Basic Chat
Execute Large Language Model (LLM) requests to AI providers like OpenAI, Anthropic, Google Gemini, OpenRouter, Z.AI, and local models.
Basic Usage
steps:
- action: chat.completion
with:
provider: openai
model: gpt-4o
messages:
- role: user
content: "What is 2+2?"
output: ANSWERProviders
| Provider | Environment Variable | Default Base URL |
|---|---|---|
openai | OPENAI_API_KEY | https://api.openai.com/v1 |
anthropic | ANTHROPIC_API_KEY | https://api.anthropic.com |
gemini | GOOGLE_API_KEY | https://generativelanguage.googleapis.com/v1beta |
openrouter | OPENROUTER_API_KEY | https://openrouter.ai/api/v1 |
zai | ZAI_API_KEY | https://api.z.ai/api/paas/v4 |
opencode | OPENCODE_API_KEY | https://opencode.ai/zen/go/v1 |
local | (none) | http://localhost:11434/v1 |
TIP
The local provider works with any OpenAI-compatible API including Ollama, vLLM, and LM Studio. Provider aliases ollama, vllm, and llama also map to local.

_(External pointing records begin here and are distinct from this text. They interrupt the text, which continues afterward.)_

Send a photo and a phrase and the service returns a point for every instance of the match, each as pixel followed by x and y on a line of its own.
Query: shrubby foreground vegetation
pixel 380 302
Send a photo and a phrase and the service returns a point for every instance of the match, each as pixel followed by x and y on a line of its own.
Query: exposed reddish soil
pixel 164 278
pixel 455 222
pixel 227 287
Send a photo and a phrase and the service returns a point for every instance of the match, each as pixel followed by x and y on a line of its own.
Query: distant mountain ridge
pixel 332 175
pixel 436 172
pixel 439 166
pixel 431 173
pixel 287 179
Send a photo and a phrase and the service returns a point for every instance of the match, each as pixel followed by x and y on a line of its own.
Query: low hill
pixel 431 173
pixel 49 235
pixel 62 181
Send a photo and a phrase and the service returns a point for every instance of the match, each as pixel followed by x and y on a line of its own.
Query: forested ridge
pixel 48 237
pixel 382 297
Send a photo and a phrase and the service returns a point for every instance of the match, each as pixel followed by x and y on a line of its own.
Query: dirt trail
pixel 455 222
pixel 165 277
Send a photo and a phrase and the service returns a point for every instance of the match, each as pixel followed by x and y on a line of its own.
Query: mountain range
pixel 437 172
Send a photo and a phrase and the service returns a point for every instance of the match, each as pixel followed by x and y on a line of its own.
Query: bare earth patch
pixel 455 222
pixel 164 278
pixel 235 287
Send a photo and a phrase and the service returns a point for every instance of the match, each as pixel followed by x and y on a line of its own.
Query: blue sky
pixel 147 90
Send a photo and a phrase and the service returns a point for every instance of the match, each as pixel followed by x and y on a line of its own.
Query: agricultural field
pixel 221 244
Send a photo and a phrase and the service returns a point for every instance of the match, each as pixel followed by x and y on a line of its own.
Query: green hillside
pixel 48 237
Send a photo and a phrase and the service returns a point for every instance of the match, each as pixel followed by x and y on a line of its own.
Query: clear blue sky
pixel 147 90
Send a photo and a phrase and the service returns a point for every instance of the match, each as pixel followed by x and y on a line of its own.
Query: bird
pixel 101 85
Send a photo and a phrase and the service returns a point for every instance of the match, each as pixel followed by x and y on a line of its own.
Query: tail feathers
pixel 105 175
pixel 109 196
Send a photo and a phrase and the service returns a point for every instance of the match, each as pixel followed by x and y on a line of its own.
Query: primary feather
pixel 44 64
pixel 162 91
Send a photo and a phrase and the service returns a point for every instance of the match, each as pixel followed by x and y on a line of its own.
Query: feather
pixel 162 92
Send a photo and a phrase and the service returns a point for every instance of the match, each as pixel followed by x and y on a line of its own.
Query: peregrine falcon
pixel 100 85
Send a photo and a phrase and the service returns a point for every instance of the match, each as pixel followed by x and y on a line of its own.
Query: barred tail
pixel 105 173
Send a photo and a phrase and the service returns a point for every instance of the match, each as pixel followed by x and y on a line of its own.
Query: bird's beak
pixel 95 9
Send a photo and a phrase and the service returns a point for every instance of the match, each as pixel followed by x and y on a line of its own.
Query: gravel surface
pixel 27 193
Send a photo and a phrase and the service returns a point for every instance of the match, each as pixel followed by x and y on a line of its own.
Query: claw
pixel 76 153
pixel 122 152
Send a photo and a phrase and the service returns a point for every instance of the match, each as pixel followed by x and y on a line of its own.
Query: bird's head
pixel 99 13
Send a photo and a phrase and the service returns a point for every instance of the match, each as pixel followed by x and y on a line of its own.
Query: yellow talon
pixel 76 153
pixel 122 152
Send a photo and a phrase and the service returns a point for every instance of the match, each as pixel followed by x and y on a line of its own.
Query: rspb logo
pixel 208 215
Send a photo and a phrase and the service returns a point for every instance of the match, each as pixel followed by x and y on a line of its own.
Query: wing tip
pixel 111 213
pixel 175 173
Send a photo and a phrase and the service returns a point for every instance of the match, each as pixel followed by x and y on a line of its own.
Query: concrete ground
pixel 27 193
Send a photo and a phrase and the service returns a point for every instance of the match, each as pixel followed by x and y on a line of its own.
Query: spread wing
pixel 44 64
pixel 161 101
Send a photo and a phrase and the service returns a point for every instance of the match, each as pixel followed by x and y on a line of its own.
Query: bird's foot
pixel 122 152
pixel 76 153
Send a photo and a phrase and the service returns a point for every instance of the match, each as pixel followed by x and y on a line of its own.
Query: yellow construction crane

For detailed setup and troubleshooting, especially for Ollama base URLs and Web UI agent configuration, see Local AI. For OpenCode subscription setup and available models, see OpenCode.
Configuration
LLM Configuration (with fields)
| Field | Type | Default | Description |
|---|---|---|---|
provider | string | (required*) | LLM provider to use |
model | string or array | (required*) | Model identifier or array of models for fallback |
system | string | (none) | Default system prompt |
temperature | float | (provider default) | Randomness (0.0-2.0) |
max_tokens | int | (provider default) | Maximum tokens to generate |
top_p | float | (provider default) | Nucleus sampling (0.0-1.0) |
base_url | string | (provider default) | Custom API endpoint |
api_key_name | string | (from provider) | Environment variable name for API key |
stream | bool | true | Stream response tokens |
thinking | object | (none) | Extended thinking/reasoning configuration |
* When using model array, provider is specified per model entry instead of at the top level. See Model Fallback for details.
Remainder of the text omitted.